LE
YIDISCH ALSACIEN-LORRAIN
Recueil de mots et locutions hébraeo-araméens employés dans le dialecte des Israélites d'Alsace et de Lorraine
par le grand rabbin Emmanuel WEILL
Edition de l'ouvrage : Daniel FUKS


Avant-propos

Cet ouvrage appartient à la © Collection M. & A. Rothé

Le Yidisch alsacien-lorrain, quoique toujours, parlé par les Israélites de nos chères provinces reconquises, n'est pourtant plus d'un usage aussi courant ,que par le passé. Beaucoup s'en déshabituent et peut-être est-il destiné à disparaître dans un temps plus ou moins rapproché. Nous avons cru le moment venu d'essayer de le fixer et d'en noter les particularités si nombreuses et si remarquables. Ceux qui l'ont parlé ou qui le parlent encore prendront, croyons-nous, un intérêt réel a se retrouver en quelque sorte dans ce vocabulaire et dans toutes ces locutions qui leur ont servi à exprimer leurs pensées et leurs sentiments les plus ordinaires comme les plus élevés sous une forme souvent originale et curieuse. Mais même pour les autres, pour ceux qui ne connaissent le dialecte de nos coreligionnaires alsaciens et lorrains que d'ouï-dire ou par quelques rares expressions parvenues jusqu'à eux par transmission familiale ou de tout autre manière, il ne saurait leur être indifférent de pénétrer dans l'intimité de ce parler on se révèle, d'une façon si naïve et si sûre, la mentalité de nos coreligionnaires pendant les siècles d'un long passé. Ils auront plaisir à connaître de près l'une des multiples faces de cette physionomie juive toujours identique à elle-même et si diverse cependant, suivant les temps et les lieux.

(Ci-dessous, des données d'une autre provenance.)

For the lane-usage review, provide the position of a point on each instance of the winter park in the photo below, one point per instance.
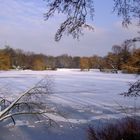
(69, 70)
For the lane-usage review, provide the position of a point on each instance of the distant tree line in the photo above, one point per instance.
(123, 57)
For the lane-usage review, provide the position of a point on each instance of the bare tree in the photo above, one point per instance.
(31, 102)
(78, 11)
(128, 9)
(134, 89)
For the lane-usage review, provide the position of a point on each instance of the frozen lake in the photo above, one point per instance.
(84, 98)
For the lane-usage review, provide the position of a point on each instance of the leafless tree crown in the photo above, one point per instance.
(78, 11)
(128, 9)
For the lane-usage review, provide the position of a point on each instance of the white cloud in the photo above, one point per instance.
(22, 26)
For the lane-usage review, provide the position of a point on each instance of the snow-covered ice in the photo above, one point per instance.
(82, 96)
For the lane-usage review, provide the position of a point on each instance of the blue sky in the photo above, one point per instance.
(22, 26)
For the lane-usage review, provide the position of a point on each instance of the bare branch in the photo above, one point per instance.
(76, 12)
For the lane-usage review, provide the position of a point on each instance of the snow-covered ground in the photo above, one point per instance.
(84, 97)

D'autre part, l'on a souvent observé le caractère primesautier et l'humour de l'esprit alsacien et lorrain. Or l'âme israélite ne pouvait pas ne pas refléter cette caractéristique de la population environnante, elle si encline à s'adapter partout à la mentalité ambiante et si habile aussi à se venger parfois par un trait d'esprit de la malveillance humaine, qui, hélas, ne l'épargne pas toujours en Alsace-Lorraine, non plus qu'ailleurs. Il y a au surplus une certaine finesse d'observation particulière à l'Israélite et que mettent bien en lumière  tels de ces dictons et de ces locutions dont il nous a été donné de rapporter le plus grand nombre.

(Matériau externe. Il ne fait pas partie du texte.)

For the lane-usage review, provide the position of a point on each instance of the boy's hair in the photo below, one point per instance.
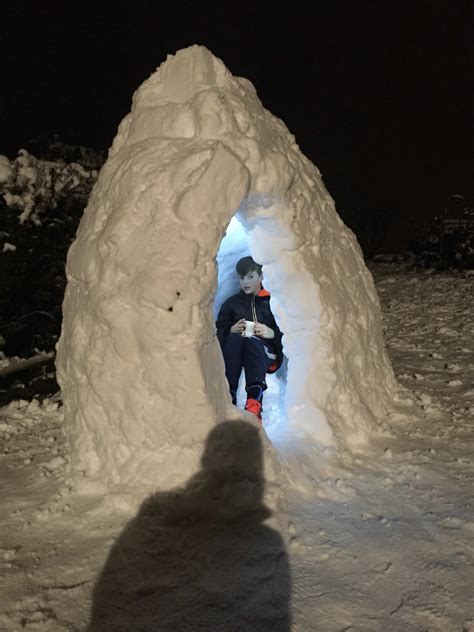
(246, 265)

Nous avons divisé notre travail en deux parties. La première, de beaucoup la plus considérable, comprend :
L'ensemble des mots et locutions hébraïques et araméens entrés dans le Yidisch alsacien-lorrain, avec les dérivations plus ou moins régulières qui s'y rattachent.
 2° Les mots et locutions où l'hébreu et l'araméen se combinent avec des expressions ou des désinences allemandes.
Un Index facilitant la recherche de ces mots et locutions à ceux qui ignorent l'hébreu. La deuxième partie a trait aux locutions uniquement allemandes, mais d'un usage à peu près exclusif chez les Israélites ou les intéressant particulièrement.

Ayant vécu et pratiqué la vie juive en Alsace pendant de longues années et associant à l'hébreu une connaissance suffisante de la langue allemande, j'ai estimé pouvoir remplir la tâche que je m'étais proposée. Puissé-je y avoir réussi.



Le grand rabbin Emmanuel WEILL
Ensisheim 20 octobre 1841 - Paris 5 avril 1925
Rabbin à Versailles et à Paris

Emmanuel Weill naît  le 20 octobre 1841 à Ensisheim (Haut-Rhin), de parents originaires de Belfort, son père était épicier. A Colmar, il étudie au Talmud Torah de Salomon Klein. Il suit le cursus des études rabbiniques au Séminaire israélite à Paris de 1859 à 1866, obtenant le diplôme du premier degré rabbinique.

Avant même d'avoir obtenu son diplôme, il est "réclamé" comme ministre officiant par la communauté de Versailles. Comme il n'a que 24 ans, sa nomination est ratifiée par l'administration des Cultes, avec dispense d'âge. En  fait, il remplit déjà à la fois les fonctions de ministre officiant et de rabbin : son poste a été transformé en poste de rabbin en 1867. A partir de 1870, il prend en pension des garçons de plus de sept ans suivant les cours du lycée
ou d'autres institutions d'enseignement pour leur assurer une ambiance familiale, des répétitions pour leurs études profanes et l'instruction religieuse.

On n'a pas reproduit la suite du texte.